Como a computação em nuvem pode ser útil para o setor de saúde

Em webinar promovido pelo portal Consumidor Moderno, executivos da AWS e do Dr. Consulta falam sobre os benefícios da computação em nuvem para o momento que vivemos

Foto: Shutterstock

O distanciamento social imposto pelo Covid-19 impulsionou uma transformação digital realmente singular na história da medicina. Nos últimos meses, o brasileiro começou a ter contato com uma ideia chamada telemedicina ou medicina à distância. E, sem muita alternativa, parece ter gostado da ideia.

Esse foi um dos assuntos abordados no webinar promovido pela Consumidor Moderno. O encontro contou com a Renato Cardoso, CEO do Dr. Consulta, startup na área da saúde, Cleber Morais, Country Sales Director da Amazon Web Services no Brasil e Jacques Meir, diretor-executivo de Conhecimento do Grupo Padrão. A mediação coube a Éric Visintainer, editor de conteúdo da plataforma Whow!.

Telemedicina

O presidente Jair Bolsonaro sancionou no dia 16 de abril uma lei que permite o uso da telemedicina no combate ao novo coronavírus. Desde então, o Dr. Consulta correu para começar a atender os pacientes remotamente e vem colhendo bons resultados.

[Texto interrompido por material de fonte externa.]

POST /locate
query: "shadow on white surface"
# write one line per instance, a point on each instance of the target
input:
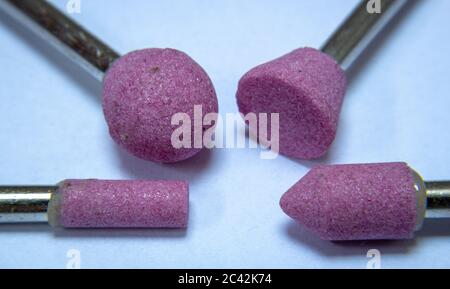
(431, 228)
(189, 170)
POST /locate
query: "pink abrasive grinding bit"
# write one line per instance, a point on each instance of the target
(98, 204)
(307, 86)
(365, 201)
(141, 90)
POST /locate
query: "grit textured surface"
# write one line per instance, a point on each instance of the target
(143, 90)
(306, 87)
(124, 204)
(355, 202)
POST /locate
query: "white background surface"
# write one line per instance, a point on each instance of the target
(52, 128)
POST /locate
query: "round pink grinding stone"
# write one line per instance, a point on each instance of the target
(355, 202)
(143, 90)
(306, 87)
(124, 204)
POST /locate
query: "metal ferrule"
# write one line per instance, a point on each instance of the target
(433, 199)
(357, 32)
(25, 204)
(64, 34)
(438, 199)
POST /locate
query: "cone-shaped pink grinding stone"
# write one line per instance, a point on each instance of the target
(143, 90)
(124, 204)
(306, 87)
(355, 202)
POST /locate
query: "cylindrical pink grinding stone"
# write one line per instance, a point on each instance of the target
(355, 202)
(143, 90)
(306, 87)
(123, 204)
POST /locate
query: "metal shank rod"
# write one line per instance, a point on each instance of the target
(25, 204)
(438, 199)
(358, 31)
(63, 33)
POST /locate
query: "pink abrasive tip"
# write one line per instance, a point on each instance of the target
(355, 202)
(123, 204)
(306, 87)
(143, 90)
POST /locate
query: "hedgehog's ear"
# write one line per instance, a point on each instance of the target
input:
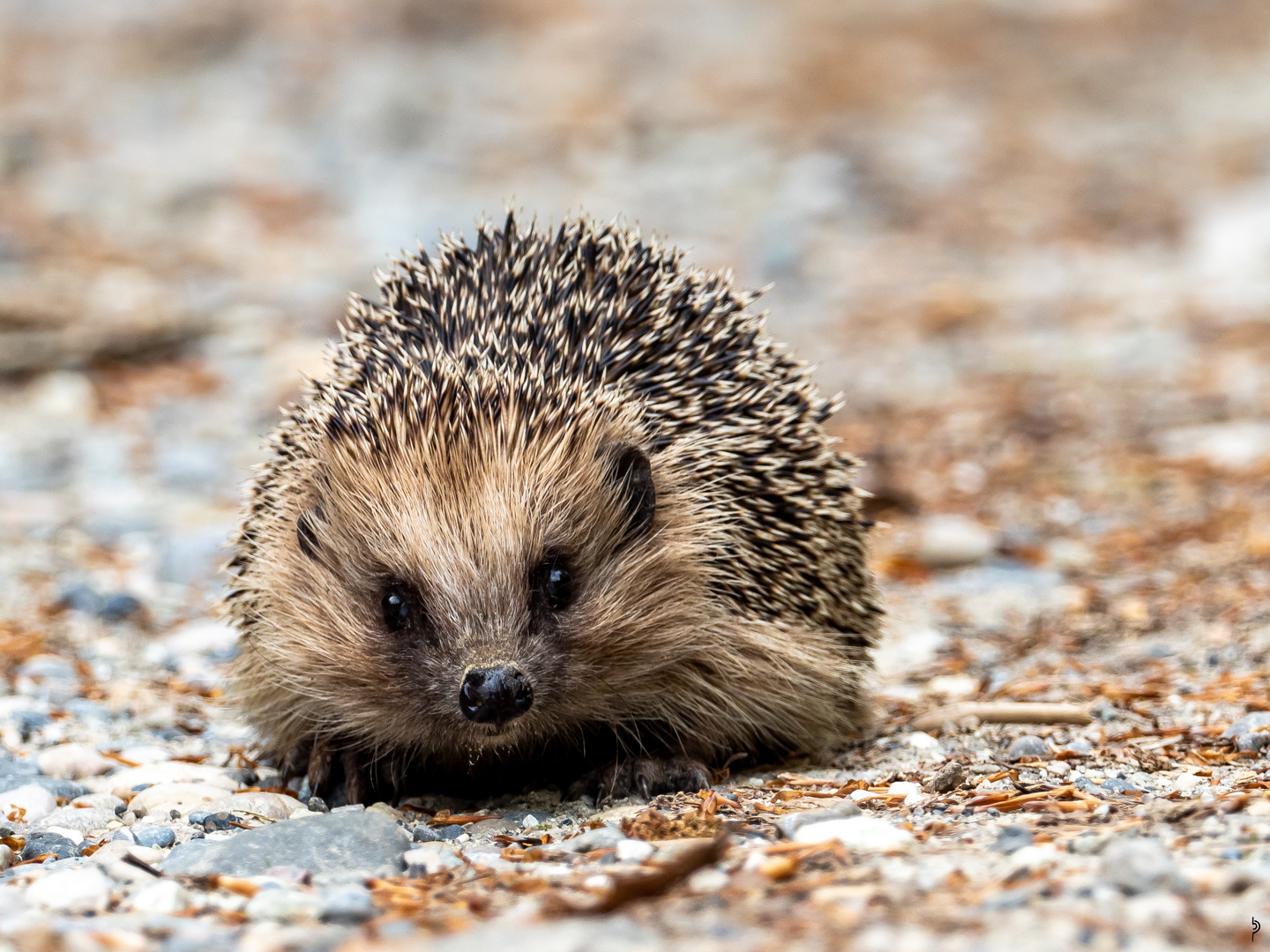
(632, 473)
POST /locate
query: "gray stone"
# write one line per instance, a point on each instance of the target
(283, 905)
(1027, 746)
(156, 837)
(1137, 865)
(788, 824)
(1011, 839)
(947, 779)
(424, 834)
(19, 773)
(322, 842)
(1247, 724)
(594, 839)
(41, 843)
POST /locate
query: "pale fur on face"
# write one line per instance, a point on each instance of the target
(465, 508)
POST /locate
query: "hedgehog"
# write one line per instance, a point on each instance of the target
(559, 512)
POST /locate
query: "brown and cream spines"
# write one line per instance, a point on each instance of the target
(557, 501)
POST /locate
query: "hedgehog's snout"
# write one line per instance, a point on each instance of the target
(494, 695)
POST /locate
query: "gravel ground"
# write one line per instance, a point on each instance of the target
(1027, 242)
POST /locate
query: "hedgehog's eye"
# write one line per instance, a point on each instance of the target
(400, 606)
(556, 584)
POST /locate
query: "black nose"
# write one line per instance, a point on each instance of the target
(494, 695)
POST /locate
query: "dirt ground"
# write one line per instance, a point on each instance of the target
(1027, 242)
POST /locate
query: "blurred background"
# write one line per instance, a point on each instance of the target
(1027, 239)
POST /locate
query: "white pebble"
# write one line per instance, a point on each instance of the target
(947, 541)
(921, 740)
(34, 800)
(865, 833)
(84, 890)
(72, 762)
(161, 799)
(1188, 781)
(72, 836)
(161, 897)
(634, 851)
(430, 859)
(167, 772)
(283, 904)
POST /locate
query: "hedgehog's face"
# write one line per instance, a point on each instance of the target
(487, 597)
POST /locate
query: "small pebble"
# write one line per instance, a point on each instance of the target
(863, 833)
(949, 778)
(81, 890)
(1188, 781)
(346, 905)
(1139, 865)
(72, 762)
(1027, 746)
(156, 837)
(1010, 839)
(634, 851)
(426, 834)
(34, 799)
(430, 859)
(41, 843)
(161, 897)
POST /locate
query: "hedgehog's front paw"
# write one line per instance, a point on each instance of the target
(324, 764)
(646, 777)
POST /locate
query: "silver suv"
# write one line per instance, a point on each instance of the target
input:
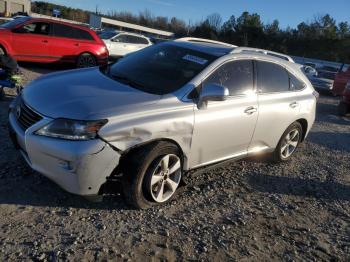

Segundo Cardoso, do Dr. Consulta, a empresa estuda o tema há anos e tinha planos de implanta a medida. No entanto, com o distanciamento, os planos mudaram. A companhia foi obrigada a acelerar o passo e, assim, implantou a solução em apenas nove dias.

“Temos 1.700 médicos na nossa plataforma que atendem nos centros médicos, presencialmente. Hoje, 400 já atendem online; São mais de duas mil agendas diárias. Acho que ninguém está fazendo tanta telemedicina quanto a gente”, diz Cardoso.

Em tempos de pandemia, 20% das consultas realizadas pela plataforma da empresa são feitas remotamente. O indicador de satisfação do paciente é alto para consultas presenciais, mas ainda maior quando o atendimento é online.

Nuvem para escalar com agilidade

O armazenamento em nuvem foi outro assunto discutido no webinar da CM. Em um momento em que as empresas precisam, mais do que nunca, de agilidade no desenvolvimento de novos produtos, a computação em nuvem passa a ser essencial.

“Passamos a pensar como podemos ajudar os clientes que sofreram impactos em seus negócios. Chegamos a colocar serviços no ar em 48 horas, de coisas que os clientes nem imaginavam que um dia ofereceriam”, conta Cleber Morais, Country Sales Director da Amazon Web Services no Brasil.

Um dos clientes da AWS que teve sua operação profundamente afetada pela pandemia de COVID-19 é o Dr. Consulta. O braço de tecnologia da Amazon ajudou a healthtech a colocar no ar em apenas nove dias sua plataforma para atendimento remoto dos pacientes.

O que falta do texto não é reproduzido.